Project type not detected
If Container Assist does not detect your project’s language, ensure your workspace root contains one of the supported indicator files (see Supported languages and project types). Projects classified as other may produce less accurate Dockerfile and manifest output.
“GitHub authentication failed”
This error appears when the extension cannot obtain a GitHub token. Make sure:
- You have a GitHub account with access to the target repository.
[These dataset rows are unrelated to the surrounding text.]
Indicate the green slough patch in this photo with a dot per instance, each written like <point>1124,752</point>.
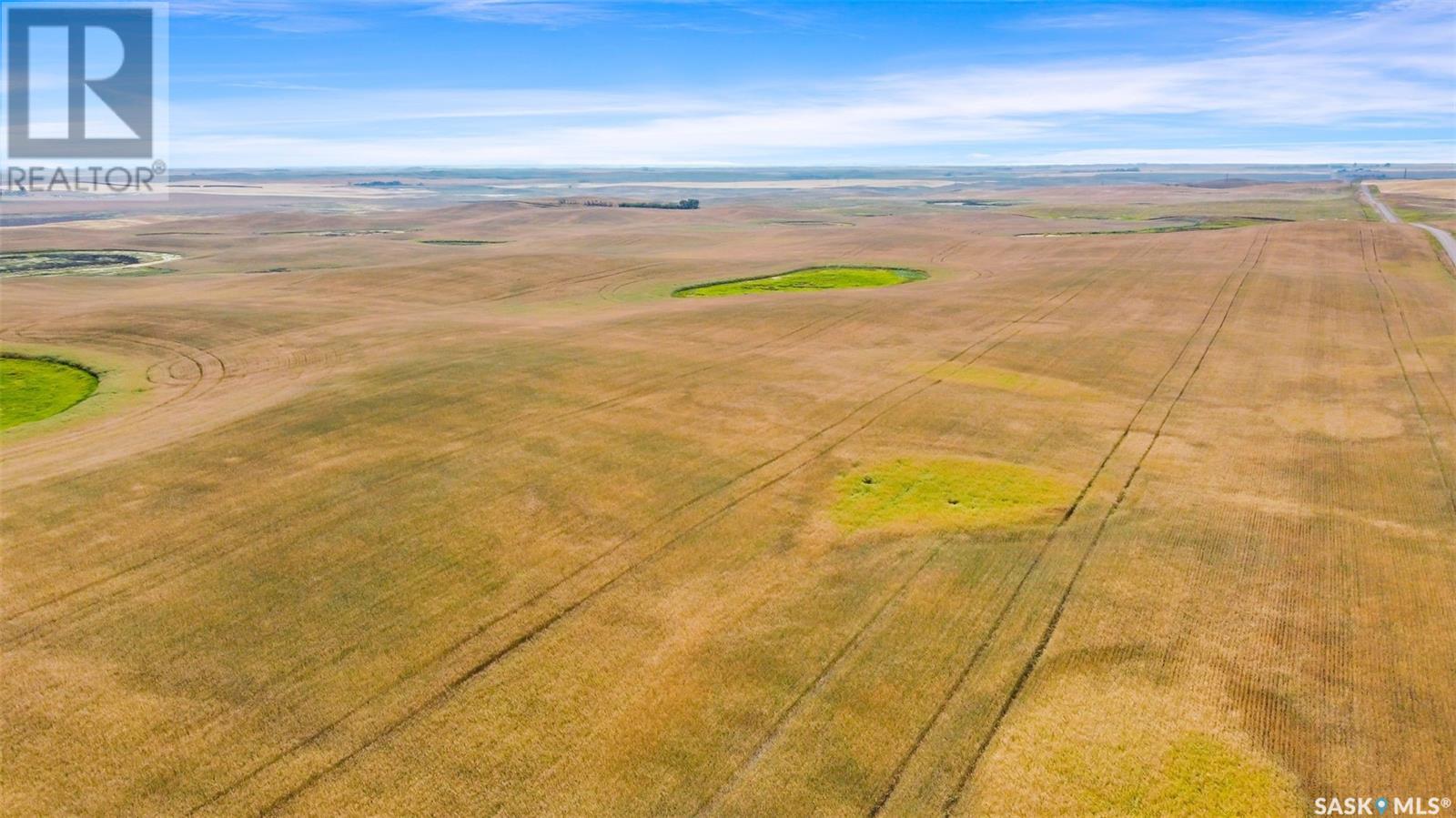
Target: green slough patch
<point>810,278</point>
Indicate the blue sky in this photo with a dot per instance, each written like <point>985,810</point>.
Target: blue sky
<point>683,82</point>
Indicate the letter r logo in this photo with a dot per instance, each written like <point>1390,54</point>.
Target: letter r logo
<point>121,85</point>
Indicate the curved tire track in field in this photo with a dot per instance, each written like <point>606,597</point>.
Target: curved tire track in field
<point>164,560</point>
<point>910,388</point>
<point>191,369</point>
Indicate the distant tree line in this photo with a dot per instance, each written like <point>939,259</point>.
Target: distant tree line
<point>679,204</point>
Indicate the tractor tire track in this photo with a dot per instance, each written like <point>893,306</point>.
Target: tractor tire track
<point>1405,374</point>
<point>914,388</point>
<point>1097,538</point>
<point>165,558</point>
<point>1254,252</point>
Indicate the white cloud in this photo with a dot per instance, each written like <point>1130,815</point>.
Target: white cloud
<point>1382,70</point>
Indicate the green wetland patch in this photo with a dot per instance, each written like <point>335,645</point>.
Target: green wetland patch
<point>946,494</point>
<point>832,277</point>
<point>34,389</point>
<point>82,262</point>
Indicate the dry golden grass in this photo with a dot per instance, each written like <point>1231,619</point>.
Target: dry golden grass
<point>507,530</point>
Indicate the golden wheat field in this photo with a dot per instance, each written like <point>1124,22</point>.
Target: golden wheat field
<point>400,509</point>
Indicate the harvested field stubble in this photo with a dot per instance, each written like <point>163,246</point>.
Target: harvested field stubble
<point>510,531</point>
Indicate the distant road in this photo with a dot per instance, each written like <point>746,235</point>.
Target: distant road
<point>1387,213</point>
<point>1443,237</point>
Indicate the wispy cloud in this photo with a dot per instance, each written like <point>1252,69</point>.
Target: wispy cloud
<point>1382,72</point>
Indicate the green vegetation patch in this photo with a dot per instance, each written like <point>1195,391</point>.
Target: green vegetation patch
<point>82,262</point>
<point>1205,776</point>
<point>946,494</point>
<point>33,389</point>
<point>805,279</point>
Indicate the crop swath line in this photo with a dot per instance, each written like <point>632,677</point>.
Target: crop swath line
<point>814,686</point>
<point>1254,252</point>
<point>162,560</point>
<point>1405,323</point>
<point>529,635</point>
<point>844,652</point>
<point>1405,374</point>
<point>1097,538</point>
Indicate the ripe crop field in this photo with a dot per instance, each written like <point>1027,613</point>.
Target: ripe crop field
<point>1152,523</point>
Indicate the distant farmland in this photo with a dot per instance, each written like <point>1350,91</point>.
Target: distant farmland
<point>1149,523</point>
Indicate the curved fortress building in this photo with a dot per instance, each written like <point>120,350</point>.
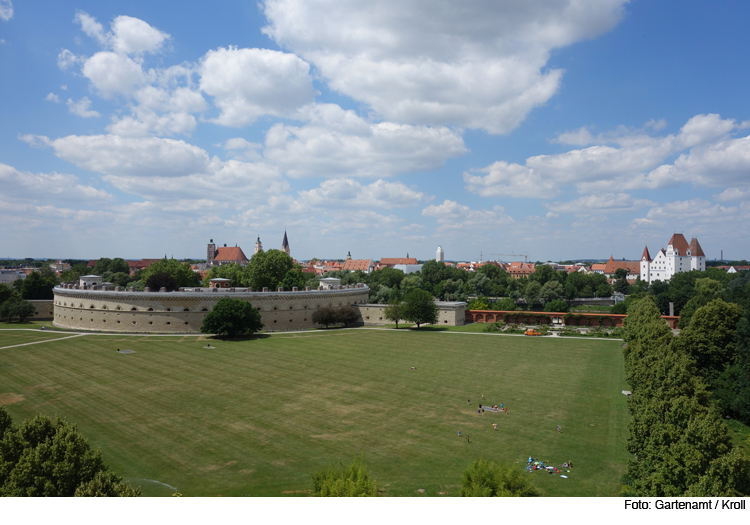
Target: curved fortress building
<point>92,308</point>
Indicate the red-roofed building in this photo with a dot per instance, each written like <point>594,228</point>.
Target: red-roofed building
<point>632,267</point>
<point>680,256</point>
<point>364,265</point>
<point>224,255</point>
<point>519,269</point>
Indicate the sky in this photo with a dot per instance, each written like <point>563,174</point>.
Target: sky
<point>558,129</point>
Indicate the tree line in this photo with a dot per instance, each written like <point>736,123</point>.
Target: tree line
<point>682,388</point>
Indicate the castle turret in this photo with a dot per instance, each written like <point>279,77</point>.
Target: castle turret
<point>285,244</point>
<point>210,253</point>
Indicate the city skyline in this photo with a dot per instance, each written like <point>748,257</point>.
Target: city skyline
<point>554,129</point>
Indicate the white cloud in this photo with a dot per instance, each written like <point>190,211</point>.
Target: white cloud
<point>167,169</point>
<point>81,108</point>
<point>608,203</point>
<point>128,36</point>
<point>38,186</point>
<point>455,217</point>
<point>622,160</point>
<point>243,149</point>
<point>348,193</point>
<point>336,142</point>
<point>6,10</point>
<point>479,65</point>
<point>113,74</point>
<point>248,83</point>
<point>67,59</point>
<point>133,36</point>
- VS Code can authenticate with GitHub (the built-in GitHub Authentication provider should be available).
- You grant the requested
reposcope when prompted.
Repository is archived or read-only
OIDC setup cannot set secrets on archived GitHub repositories. If you see a message about the repository being archived, you need to unarchive it first in GitHub settings, or set the required secrets manually.
Partial secrets set
If some GitHub secrets were set but others failed, the extension reports which secrets could not be written. You can set the missing secrets manually in your repository’s Settings > Secrets and variables > Actions page. The required secrets are:
AZURE_CLIENT_ID– client ID of the managed identityAZURE_TENANT_ID– Azure AD tenant IDAZURE_SUBSCRIPTION_ID– Azure subscription ID
See GitHub Workflow and OIDC Setup for details on how these secrets are used in the workflow.
No Azure subscriptions found
If the extension shows a warning about no subscriptions, verify that:
- You are signed in to Azure in VS Code.
- Your Azure account has at least one active subscription.
- The subscription filter in the Azure extension is not hiding your subscriptions.